The better part was that what showed in his headlights told him that New Albany was a tourist town, judging from signs advertising a Hampton Inn, Miss Sarah’s Inn, Magnolia Knoll Guest House. There were signs for July baseball games in the Cotton States League. William Faulkner was NEW ALBANY’S FAVORITE SON. In the wild storm, traffic was almost nonexistent, which meant that any car out would be more noticeable to police.
The periphery
of the city looked similar to others Tom had scouted in the Southeast. The land was slightly rolling and green, forest once, the air perfect for mosquitoes. Mississippi and Alabama had been two of three U.S. states worst afflicted when malaria was rampant in the country. It wasn’t until the 1940s that the disease was eradicated in the Deep South, by DDT.
It’s back, he thought, driving past a utility truck and men on a telescoping ladder, in the downpour, wearing yellow slickers, working on restoring power. The town had a spread-out feel. He passed empty strip malls and closed-up gas stations. The roads were mostly two lanes wide, with a middle turn lane by shopping centers.
He knew what he was looking for but not where to find it. He drove by the feel of neighborhoods, figuring that what he needed would not be downtown, too geared for tourists and business, and not in a wealthy residential area, but somewhere in between. He was looking for a no-man’s-land of strip malls and low-end swap shops, hockshops, and, he hoped, auto-repair shops. He’d noticed in his zigzag route east earlier this summer that these areas marked most American towns.

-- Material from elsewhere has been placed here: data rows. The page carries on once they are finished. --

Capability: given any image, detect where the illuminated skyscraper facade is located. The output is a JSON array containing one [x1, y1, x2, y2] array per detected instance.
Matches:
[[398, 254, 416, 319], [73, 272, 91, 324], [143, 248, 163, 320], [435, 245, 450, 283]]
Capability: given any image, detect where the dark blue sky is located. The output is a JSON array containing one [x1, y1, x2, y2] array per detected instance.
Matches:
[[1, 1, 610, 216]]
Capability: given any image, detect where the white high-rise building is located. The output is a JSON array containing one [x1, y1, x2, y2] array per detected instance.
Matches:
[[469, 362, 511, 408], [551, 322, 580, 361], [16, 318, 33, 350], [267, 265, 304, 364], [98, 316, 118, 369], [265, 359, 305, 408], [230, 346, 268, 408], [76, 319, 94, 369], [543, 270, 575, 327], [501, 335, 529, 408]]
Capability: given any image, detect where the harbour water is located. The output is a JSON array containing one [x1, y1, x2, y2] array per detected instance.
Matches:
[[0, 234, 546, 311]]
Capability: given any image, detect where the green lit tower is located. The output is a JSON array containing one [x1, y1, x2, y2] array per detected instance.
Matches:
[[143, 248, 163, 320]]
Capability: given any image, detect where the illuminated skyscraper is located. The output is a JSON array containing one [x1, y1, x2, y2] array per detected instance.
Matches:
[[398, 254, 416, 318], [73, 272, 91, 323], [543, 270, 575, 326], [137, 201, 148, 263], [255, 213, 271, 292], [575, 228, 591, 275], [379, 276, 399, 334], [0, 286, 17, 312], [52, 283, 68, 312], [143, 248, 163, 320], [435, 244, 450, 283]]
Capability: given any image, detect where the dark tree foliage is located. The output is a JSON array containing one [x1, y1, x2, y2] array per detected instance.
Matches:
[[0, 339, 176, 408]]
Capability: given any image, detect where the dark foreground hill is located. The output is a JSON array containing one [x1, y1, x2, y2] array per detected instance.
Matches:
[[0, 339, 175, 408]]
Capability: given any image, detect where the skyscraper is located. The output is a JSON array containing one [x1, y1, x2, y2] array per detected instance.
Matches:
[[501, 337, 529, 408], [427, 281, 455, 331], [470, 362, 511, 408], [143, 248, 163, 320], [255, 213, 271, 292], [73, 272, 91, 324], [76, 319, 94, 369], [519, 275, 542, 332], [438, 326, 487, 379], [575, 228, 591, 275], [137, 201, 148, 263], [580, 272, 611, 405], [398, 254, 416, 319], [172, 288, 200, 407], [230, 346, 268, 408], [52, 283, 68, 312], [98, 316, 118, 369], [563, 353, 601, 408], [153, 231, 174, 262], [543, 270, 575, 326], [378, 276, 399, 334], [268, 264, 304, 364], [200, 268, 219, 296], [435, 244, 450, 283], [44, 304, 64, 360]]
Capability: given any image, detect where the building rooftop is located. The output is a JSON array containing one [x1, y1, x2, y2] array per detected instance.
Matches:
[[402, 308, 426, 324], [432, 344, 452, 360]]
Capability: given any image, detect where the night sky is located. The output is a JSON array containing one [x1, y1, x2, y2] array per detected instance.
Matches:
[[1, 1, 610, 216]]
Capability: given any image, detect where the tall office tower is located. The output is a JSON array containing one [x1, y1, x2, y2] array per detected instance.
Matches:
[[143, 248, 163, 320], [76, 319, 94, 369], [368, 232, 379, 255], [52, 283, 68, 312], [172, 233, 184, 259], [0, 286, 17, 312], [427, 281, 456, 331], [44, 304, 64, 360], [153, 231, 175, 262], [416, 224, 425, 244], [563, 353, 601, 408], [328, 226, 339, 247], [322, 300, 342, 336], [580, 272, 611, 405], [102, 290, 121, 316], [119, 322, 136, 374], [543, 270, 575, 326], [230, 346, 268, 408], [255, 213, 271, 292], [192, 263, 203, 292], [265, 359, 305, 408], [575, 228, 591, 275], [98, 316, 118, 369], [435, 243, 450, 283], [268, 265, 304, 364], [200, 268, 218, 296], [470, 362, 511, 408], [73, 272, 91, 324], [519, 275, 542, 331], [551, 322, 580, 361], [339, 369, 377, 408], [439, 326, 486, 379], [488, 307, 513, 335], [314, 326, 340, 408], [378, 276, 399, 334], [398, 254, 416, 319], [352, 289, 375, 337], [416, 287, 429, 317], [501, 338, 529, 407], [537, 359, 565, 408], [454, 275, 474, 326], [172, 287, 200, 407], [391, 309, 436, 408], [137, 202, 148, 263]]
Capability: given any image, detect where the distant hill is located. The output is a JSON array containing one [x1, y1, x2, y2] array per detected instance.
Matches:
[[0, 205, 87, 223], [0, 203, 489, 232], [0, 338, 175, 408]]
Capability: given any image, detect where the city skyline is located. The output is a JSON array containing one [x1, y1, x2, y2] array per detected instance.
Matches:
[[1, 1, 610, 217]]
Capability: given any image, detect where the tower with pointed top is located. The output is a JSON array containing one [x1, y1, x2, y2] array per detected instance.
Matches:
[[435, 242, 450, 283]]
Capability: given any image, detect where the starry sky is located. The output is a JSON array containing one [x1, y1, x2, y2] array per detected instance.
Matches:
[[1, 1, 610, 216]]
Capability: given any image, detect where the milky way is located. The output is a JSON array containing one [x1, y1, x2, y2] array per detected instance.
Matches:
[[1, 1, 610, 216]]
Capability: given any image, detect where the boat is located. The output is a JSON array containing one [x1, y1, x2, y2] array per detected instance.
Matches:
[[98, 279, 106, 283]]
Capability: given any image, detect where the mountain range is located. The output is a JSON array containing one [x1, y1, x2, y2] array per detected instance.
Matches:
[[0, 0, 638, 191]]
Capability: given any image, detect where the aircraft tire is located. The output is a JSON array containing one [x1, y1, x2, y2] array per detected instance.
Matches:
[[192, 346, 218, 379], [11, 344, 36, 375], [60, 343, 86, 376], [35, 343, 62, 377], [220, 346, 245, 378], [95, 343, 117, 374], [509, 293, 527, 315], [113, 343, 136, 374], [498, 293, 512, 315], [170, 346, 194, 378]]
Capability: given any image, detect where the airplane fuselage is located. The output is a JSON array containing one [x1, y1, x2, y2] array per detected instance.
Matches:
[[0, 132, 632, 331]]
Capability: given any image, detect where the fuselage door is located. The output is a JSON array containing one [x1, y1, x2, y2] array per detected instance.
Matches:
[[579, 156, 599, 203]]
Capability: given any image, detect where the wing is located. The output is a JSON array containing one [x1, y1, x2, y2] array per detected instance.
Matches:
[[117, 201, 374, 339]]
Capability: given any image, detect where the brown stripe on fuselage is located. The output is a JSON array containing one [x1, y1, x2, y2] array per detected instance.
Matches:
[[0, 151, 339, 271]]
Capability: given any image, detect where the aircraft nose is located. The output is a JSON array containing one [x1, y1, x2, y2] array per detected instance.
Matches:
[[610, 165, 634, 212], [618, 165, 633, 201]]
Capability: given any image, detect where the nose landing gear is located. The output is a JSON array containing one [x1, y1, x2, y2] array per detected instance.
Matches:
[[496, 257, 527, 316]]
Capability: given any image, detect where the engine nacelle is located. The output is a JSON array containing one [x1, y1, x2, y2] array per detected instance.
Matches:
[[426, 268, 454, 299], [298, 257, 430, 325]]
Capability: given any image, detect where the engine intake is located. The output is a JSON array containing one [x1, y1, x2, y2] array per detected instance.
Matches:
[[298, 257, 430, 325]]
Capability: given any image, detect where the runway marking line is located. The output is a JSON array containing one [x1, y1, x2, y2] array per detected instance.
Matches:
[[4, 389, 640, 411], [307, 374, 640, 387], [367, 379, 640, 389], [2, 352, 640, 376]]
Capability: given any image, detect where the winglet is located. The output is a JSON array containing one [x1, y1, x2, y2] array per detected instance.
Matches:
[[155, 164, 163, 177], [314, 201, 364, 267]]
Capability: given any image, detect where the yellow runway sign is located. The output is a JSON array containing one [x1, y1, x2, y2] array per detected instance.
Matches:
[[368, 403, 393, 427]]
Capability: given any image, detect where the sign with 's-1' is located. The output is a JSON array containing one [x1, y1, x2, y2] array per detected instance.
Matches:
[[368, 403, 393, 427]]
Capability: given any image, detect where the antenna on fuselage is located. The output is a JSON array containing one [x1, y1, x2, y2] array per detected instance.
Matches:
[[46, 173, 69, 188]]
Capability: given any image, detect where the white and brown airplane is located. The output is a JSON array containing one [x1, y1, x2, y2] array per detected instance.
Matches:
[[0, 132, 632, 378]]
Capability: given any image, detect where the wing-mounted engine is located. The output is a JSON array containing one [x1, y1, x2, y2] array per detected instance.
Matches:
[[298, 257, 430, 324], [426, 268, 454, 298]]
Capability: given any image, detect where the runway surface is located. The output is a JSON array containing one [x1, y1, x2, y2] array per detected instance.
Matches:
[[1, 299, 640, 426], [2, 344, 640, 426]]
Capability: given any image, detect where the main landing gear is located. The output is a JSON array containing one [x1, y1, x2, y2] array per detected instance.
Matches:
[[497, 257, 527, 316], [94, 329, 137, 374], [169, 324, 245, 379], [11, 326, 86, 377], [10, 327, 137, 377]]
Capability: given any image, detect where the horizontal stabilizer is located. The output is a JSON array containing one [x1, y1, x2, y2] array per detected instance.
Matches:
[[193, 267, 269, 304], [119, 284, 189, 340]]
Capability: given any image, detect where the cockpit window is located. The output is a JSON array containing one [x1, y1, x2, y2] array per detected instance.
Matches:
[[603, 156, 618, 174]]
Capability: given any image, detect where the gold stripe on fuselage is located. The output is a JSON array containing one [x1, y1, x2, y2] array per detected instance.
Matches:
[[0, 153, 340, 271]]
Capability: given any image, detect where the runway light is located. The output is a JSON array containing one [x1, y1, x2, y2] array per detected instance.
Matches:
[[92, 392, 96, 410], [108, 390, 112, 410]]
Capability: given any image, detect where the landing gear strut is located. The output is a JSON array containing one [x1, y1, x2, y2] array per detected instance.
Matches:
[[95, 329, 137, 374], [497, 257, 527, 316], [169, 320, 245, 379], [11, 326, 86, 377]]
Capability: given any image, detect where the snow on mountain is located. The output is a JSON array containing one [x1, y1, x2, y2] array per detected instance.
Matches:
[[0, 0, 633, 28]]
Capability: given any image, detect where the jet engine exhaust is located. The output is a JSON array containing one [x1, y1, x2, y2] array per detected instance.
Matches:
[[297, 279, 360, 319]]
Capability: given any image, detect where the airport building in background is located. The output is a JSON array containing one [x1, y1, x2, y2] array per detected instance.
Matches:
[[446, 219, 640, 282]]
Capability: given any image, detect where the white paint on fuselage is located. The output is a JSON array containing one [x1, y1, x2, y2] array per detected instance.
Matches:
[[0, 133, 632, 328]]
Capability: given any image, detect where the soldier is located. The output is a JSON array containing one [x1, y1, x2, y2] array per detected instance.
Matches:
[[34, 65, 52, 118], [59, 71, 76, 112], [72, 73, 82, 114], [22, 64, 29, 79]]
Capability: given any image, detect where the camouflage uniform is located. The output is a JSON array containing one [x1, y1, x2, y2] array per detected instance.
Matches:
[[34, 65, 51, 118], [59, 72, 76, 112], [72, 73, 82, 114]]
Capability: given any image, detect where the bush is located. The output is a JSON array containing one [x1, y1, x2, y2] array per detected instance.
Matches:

He passed a Walmart and Food Lion with big, empty parking lots, car dealerships, a seafood restaurant, a raised rail bed where freight slow-rolled by. He saw a Sonic restaurant. It was too risky to go into a bar—if one was even open—and ask directions.
Come on . . . come on . . . It has to be here.
He was on Bankhead Street, a main drag, when he saw a red dome light racing toward him in the rearview mirror. An ambulance passed, heading for an accident, or taking victims to a hospital.
More lights came up behind him.
A police car shot past, following the ambulance.
There! He saw it, with triumph and relief!
• • •
The repair shop was wedged between a Pep Boys and a Kentucky Fried Chicken. He made a right turn into a small parking lot, beneath the BOB BENTLEY’S FOREIGN AUTO sign. His mom used to go to a shop like this for car repairs, leave her Nissan overnight, with keys above the visor. Tom did the same thing when in his late teens, before going overseas.